I want to make an application using C # to check a file whether it is converted via OCR or typed from the keyboard

+4
source share
3 answers

This task can be difficult to solve as a whole and can be easily solved for specific cases.

For example, if your OCR software inserts a bunch of non-ASCII characters, and all of your documents contain only letters from A to Z, lowercase letters az, numbers and punctuation, then your work is pretty simple.

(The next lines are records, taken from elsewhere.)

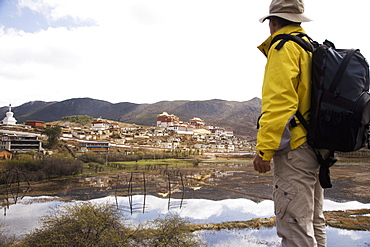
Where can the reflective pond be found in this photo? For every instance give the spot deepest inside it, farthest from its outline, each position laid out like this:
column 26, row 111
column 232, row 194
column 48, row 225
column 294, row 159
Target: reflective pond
column 23, row 217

To solve this problem, you can use for-loops on characters in the document and use if statements such as if(char.IsLetter(currentChar)) and if(char.IsDigit(currentChar)) , or use char.GetUnicodeCategory in the switch statement .

If there are certain words / letters, this always becomes wrong, you can make the Dictionary<string, bool> object and fill it with words that, as you know, OCR is always wrong, and / or words that you know, a person will not get it wrong . Then collapse all the words in your document and see if you have a match in the dictionary, proving that it is a person or OCR.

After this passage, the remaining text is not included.